Sinopse: É preciso responder a uma série de perguntas, passar por um criterioso processo de seleção e se comprometer a seguir inúmeras regras para morar no nº 1 da Folgate Street, uma casa linda e minimalista, obra-prima da arquitetura em Londres. Mas há um preço a se pagar para viver no lugar perfeito. Mesmo em condições tão peculiares, a casa atrai inúmeros interessados, entre eles Jane, uma mulher que, depois de uma terrível perda, busca um ponto de recomeço.

Jane é incapaz de resistir aos encantos da casa, mas pouco depois de se mudar descobre a morte trágica da inquilina anterior. Há muitos segredos por trás daquelas paredes claras e imaculadas. Com tantas regras a cumprir, tantos fatos estranhos acontecendo ao seu redor e uma sensação constante de estar sendo observada, o que parecia um ambiente tranquilo na verdade se mostra ameaçador.

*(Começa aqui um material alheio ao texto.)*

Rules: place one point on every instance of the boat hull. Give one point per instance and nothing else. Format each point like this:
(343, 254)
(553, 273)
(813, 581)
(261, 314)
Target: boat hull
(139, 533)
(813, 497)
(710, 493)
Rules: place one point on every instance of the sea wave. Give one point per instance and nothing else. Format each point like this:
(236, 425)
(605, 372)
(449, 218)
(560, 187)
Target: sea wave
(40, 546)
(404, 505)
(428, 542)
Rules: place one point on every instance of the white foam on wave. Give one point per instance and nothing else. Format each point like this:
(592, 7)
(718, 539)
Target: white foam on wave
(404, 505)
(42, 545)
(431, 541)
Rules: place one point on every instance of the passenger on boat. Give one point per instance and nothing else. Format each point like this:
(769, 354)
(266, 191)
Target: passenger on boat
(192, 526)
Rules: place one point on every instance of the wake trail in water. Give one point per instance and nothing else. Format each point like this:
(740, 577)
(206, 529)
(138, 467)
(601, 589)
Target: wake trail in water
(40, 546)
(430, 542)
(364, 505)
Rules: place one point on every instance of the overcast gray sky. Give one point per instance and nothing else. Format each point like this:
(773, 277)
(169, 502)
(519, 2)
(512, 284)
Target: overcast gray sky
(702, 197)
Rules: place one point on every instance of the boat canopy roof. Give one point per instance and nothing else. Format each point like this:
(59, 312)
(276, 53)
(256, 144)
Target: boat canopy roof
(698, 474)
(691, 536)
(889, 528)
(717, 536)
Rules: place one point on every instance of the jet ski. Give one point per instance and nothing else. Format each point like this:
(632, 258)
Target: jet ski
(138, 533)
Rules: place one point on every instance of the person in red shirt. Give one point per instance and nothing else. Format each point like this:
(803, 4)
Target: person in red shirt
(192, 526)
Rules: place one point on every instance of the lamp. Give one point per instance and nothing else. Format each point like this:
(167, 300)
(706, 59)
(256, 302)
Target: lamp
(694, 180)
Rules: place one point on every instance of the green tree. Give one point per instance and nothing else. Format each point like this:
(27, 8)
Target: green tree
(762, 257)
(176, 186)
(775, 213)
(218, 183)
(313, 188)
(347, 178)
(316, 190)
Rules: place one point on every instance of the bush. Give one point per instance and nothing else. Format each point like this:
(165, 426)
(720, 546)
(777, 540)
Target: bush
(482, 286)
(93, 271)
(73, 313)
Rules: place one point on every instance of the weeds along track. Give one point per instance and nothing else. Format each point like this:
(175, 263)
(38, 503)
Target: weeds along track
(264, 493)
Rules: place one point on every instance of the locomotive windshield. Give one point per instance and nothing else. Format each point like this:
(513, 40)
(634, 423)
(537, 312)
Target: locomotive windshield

Enquanto tenta descobrir quem era aquela mulher que habitou o mesmo espaço que o seu, Jane vê sua vida se entrelaçar à da outra garota e sente que precisa se apressar para descobrir a verdade ou corre o risco de ter o mesmo destino. Com um suspense de tirar o fôlego e um clima de tensão do início ao fim, JP Delaney constrói um thriller brilhante repleto de reviravoltas até a última página. Uma história de duplicidade, morte e mentiras.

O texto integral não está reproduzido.